Researchers from Japan are creating wooden satellites

Date:30 December 2020 Author: Kyro Mitchell

A Japanese company called Sumitomo Forestry has teamed up with researchers from Kyoto University to develop the world’s first wooden satellites by 2023. This comes after the number of satellites being put into orbit have substantially increased over the last few years, causing concern amongst researchers and scientists about how much space junk will eventually accumulate around the Earth.

The reason wood has chosen as the ideal material is because it would burn up upon returning to the Earth without releasing harmful substances into the atmosphere. According to Takao Doi, a professor at Kyoto University and Japanese astronaut who spoke to the BBC, when conventional satellites re-enter the Earth’s atmosphere they burn up and create tiny alumina particles that float in the upper atmosphere for many years.

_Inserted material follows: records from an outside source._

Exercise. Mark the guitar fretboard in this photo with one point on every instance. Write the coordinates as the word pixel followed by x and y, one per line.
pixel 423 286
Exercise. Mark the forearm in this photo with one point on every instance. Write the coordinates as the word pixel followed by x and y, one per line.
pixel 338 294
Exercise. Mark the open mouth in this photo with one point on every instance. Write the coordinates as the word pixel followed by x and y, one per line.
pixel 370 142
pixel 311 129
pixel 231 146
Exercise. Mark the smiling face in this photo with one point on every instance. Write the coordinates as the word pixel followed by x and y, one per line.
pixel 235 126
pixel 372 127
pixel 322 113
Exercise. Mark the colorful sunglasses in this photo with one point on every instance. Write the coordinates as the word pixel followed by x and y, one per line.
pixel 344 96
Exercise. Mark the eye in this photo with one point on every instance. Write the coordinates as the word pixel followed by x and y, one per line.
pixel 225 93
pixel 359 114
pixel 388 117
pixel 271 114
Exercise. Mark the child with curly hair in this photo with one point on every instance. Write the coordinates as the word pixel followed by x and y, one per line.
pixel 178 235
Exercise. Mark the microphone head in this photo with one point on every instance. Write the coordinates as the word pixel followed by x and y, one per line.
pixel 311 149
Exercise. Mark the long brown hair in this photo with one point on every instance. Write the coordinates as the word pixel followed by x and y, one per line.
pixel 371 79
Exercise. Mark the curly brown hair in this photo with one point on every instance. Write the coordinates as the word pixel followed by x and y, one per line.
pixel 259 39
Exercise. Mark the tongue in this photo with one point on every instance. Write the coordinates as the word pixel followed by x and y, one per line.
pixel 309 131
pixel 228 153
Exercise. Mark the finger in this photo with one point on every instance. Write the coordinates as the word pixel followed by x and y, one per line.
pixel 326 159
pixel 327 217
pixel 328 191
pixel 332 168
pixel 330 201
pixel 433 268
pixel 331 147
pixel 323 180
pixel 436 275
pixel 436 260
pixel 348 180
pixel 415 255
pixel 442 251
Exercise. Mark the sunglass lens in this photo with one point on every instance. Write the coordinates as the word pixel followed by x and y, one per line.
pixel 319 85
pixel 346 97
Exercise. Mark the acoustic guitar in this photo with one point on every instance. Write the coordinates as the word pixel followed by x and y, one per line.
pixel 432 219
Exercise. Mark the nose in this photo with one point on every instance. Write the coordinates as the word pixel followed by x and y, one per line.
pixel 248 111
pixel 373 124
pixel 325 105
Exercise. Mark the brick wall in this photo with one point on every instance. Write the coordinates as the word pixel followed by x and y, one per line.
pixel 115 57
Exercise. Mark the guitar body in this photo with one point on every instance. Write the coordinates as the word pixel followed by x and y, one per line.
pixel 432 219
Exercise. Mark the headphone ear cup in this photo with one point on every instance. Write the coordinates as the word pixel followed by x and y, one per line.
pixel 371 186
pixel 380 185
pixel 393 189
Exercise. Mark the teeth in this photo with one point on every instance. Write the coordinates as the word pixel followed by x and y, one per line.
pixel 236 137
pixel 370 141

These particles could potentially have a detrimental effect on the earth’s environment.

The process of developing wooden satellites will start by experimenting with a variety of different wood types in some of the earth’s most extreme environments. The next stage will see the partners develop an engineering model of the wooden satellite, before developing a flight model of the satellite.

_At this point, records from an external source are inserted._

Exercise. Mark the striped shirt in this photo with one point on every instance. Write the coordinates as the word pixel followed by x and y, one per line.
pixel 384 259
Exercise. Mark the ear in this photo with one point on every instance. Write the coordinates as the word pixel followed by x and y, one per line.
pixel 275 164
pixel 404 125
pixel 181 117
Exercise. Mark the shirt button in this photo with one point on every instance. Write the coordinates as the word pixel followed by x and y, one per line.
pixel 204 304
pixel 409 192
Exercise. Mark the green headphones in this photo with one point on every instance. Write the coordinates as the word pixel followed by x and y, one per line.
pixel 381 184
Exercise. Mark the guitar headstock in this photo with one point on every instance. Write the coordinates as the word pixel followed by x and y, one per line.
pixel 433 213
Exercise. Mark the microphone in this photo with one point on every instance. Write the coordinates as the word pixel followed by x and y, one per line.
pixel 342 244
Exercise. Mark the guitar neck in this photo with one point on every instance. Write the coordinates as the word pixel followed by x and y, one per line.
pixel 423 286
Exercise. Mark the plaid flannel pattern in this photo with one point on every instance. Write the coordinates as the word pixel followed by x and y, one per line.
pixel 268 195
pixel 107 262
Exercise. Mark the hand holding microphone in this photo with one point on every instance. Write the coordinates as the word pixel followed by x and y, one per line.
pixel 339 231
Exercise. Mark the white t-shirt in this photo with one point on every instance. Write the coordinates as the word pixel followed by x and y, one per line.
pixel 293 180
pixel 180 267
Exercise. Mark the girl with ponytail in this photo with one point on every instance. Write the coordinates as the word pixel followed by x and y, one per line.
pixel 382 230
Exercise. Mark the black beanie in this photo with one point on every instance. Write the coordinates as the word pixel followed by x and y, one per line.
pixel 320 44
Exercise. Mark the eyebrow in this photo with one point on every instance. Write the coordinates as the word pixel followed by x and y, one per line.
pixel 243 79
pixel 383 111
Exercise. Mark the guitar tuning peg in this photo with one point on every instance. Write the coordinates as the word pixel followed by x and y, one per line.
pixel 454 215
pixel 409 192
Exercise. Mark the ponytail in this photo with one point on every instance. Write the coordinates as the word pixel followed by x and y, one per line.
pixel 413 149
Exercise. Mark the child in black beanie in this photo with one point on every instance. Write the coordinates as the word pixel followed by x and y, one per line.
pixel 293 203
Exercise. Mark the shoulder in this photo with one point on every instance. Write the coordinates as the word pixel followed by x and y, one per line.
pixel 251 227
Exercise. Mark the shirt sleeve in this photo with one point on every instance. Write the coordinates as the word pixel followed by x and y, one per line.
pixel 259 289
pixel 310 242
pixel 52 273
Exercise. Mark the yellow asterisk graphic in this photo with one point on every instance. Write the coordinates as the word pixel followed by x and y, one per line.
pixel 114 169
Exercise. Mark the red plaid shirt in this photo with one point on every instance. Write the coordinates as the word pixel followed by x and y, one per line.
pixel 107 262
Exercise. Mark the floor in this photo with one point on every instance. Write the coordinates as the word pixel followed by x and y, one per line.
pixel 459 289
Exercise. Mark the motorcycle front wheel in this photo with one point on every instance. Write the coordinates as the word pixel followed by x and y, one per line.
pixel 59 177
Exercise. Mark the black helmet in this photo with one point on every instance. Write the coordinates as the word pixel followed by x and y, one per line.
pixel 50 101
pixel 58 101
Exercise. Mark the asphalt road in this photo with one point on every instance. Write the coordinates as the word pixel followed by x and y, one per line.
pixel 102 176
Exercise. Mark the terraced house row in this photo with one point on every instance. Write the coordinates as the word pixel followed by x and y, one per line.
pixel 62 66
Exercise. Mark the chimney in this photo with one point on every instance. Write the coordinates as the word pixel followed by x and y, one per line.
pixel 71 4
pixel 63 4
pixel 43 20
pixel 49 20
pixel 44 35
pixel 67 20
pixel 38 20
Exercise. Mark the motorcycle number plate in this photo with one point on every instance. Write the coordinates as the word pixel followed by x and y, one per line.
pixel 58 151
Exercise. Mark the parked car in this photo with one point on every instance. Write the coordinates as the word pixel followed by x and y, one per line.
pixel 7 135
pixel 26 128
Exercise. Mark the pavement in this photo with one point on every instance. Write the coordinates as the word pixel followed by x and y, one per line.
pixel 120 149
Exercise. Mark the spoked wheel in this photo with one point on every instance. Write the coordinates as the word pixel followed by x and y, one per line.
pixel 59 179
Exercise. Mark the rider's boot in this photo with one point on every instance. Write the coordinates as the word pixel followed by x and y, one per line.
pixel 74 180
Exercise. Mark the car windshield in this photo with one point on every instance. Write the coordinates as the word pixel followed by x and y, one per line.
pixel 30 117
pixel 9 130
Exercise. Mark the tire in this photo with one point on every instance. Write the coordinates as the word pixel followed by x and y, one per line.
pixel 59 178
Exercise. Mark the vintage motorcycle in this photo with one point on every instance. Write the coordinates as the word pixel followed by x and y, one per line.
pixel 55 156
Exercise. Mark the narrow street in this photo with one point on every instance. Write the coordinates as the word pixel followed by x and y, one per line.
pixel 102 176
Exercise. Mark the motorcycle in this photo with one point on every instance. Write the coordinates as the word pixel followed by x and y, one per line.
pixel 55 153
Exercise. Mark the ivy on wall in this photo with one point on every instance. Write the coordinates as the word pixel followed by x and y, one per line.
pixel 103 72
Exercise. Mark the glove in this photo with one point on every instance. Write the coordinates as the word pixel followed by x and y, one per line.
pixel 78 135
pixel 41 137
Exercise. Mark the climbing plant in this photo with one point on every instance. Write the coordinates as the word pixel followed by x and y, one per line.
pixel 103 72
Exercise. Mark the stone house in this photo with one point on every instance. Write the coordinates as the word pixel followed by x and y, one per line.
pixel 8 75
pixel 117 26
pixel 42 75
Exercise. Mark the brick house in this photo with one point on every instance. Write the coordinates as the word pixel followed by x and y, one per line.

The exact type of wood Sumitomo Forestry will be using is being kept as a close secret, but the company did say the wood it will use will be highly resistant to temperature changes and sunlight.

According to the World Economic Forum (WEF), there are nearly 6,000 satellites circling our planet, with 60% of them regraded as defunct (space junk) and only 40% are operational. Even more concerning, WEF believes that by 2028, there could be as many as15,000 satellites in orbit.